Although there have been relatively few liquidations during the pandemic crisis, this can be attributed to forbearance and government supports. Given the unprecedented drop in company revenues and the high level of fixed costs of many companies, the level of insolvencies is expected to accelerate significantly in the coming months as many “zombie” or insolvent companies, which are still nominally operational are forced into restructuring or bankruptcy. However, there are many more that will need to be monitored very carefully due to the emergence of new accounting and lending trends such as “material uncertainty relating to going concern” and the use of historic data for calculating current financial covenants.
Material Uncertainty Relating to Going Concern
Accountants and company directors may be put in a very difficult position due to existing accounting regulations. According to the current accounting standards (Financial Reporting Standard (FRS) 102), the financial statements need to be prepared on a “going concern basis” unless management intends to liquidate the business or cease trading within 6 months. A going concern is one where the financial accounts are prepared on the assumption that the entity is a going concern and will continue its operations for the foreseeable future.

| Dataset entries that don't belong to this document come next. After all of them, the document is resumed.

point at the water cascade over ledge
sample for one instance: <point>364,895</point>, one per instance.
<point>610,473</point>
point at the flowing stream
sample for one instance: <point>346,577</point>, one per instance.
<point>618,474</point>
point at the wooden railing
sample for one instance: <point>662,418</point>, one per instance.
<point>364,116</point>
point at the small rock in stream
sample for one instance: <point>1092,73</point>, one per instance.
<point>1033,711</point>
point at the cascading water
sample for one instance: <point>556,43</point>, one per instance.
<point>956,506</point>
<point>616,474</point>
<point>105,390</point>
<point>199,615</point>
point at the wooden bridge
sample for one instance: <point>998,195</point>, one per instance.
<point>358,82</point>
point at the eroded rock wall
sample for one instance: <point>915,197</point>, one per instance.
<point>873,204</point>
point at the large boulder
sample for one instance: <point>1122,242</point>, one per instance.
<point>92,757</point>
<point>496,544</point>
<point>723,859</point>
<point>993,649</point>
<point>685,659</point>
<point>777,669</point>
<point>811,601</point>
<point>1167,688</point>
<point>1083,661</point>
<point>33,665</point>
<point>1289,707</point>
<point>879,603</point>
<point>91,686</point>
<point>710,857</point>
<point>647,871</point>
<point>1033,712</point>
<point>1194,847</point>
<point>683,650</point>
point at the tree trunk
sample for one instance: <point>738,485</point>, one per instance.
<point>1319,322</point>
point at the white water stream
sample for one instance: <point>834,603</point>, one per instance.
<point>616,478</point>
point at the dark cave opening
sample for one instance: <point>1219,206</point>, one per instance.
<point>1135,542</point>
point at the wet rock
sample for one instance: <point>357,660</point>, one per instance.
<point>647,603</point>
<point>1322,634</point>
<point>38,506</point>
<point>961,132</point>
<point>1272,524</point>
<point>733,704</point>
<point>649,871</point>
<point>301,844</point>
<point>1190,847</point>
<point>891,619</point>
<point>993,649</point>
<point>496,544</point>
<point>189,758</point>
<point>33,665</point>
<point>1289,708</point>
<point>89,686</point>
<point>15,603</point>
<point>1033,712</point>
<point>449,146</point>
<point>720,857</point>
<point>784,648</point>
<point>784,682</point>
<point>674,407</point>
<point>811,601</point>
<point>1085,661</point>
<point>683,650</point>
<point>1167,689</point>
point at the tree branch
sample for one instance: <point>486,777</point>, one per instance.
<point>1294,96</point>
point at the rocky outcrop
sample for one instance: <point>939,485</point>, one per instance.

When the use of the going concern basis of accounting is appropriate, assets and liabilities are recorded on the basis that the entity will be able to realise its assets and discharge its liabilities in the normal course of business.
FRS 102 states that when management is aware of material uncertainties related to events or conditions that cast significant doubt upon the entity’s ability to continue as a going concern, the entity shall disclose those uncertainties. If boards identify possible events or scenarios that could lead to corporate failure, then these should be disclosed, but they may take account of realistically possible mitigating responses open to them.
The inclusion of a “material uncertainty relating to going concern” section in the annual financial statements does not mean that the company is not a going concern. It means that the directors have concluded that there is a material uncertainty about the company’s future operations and that the auditors agree with that judgement. The directors will have made clear, transparent disclosures in the financial statements regarding the nature and implications of the material uncertainty.
Regulators are hoping that shareholders, lenders and the financial media will be aware of the meaning of any qualifications or caveats and be aware of the implications. Although insolvencies are expected to increase rapidly, not all companies who get a modified or qualified audit opinion, as a result of COVID-19, are expected to fail.
The Lenders Dilemma
There have been various media reports of borrowers in danger of breaching their lending covenants as the unprecedented plunge in revenues causes problems for financial covenants. Punch Taverns (the pub chain) amended its securitisation documentation which allows for the submission of the equivalent 2019 historic data for EBIDTA based financial covenant calculations due to pub closures due to COVID-19 in 2020. Without this amendment, Punch Taverns would breach its financial covenants. The lenders seem to accept these types of measures, as they are seen as temporary and give the companies a chance to recover from the earnings shock. The alternative is a messy default in a very uncertain market where any asset sales will be at very distressed levels.
Live Nation Entertainment has announced that it has amended its credit agreements and will use 2019 earnings figures to calculate its net leverage covenant from the fourth quarter of 2020 until the second quarter of 2021 which it claims will give it “the flexibility to manage its business through the disruption it will experience in 2020.”
Financial covenants are designed to protect lenders in case of a deterioration in the financial condition of a borrower. The current trend to relax or effectively suspend covenants because of the current economic turmoil creates a dangerous precedent and indeed may come to be considered the new “extend and pretend” if it becomes more widely adopted!
A Return to Fundamentals
Analysing company accounts will once again become a critical skill. An ability to read financial statements and understand the numbers, but to do so in the context of the macroeconomy will be key to gaining critical insights into business actual performance and their future potential. It will be vital to recognise whether companies are indeed a going concern or if a company is really as strong as its financial covenants may suggest!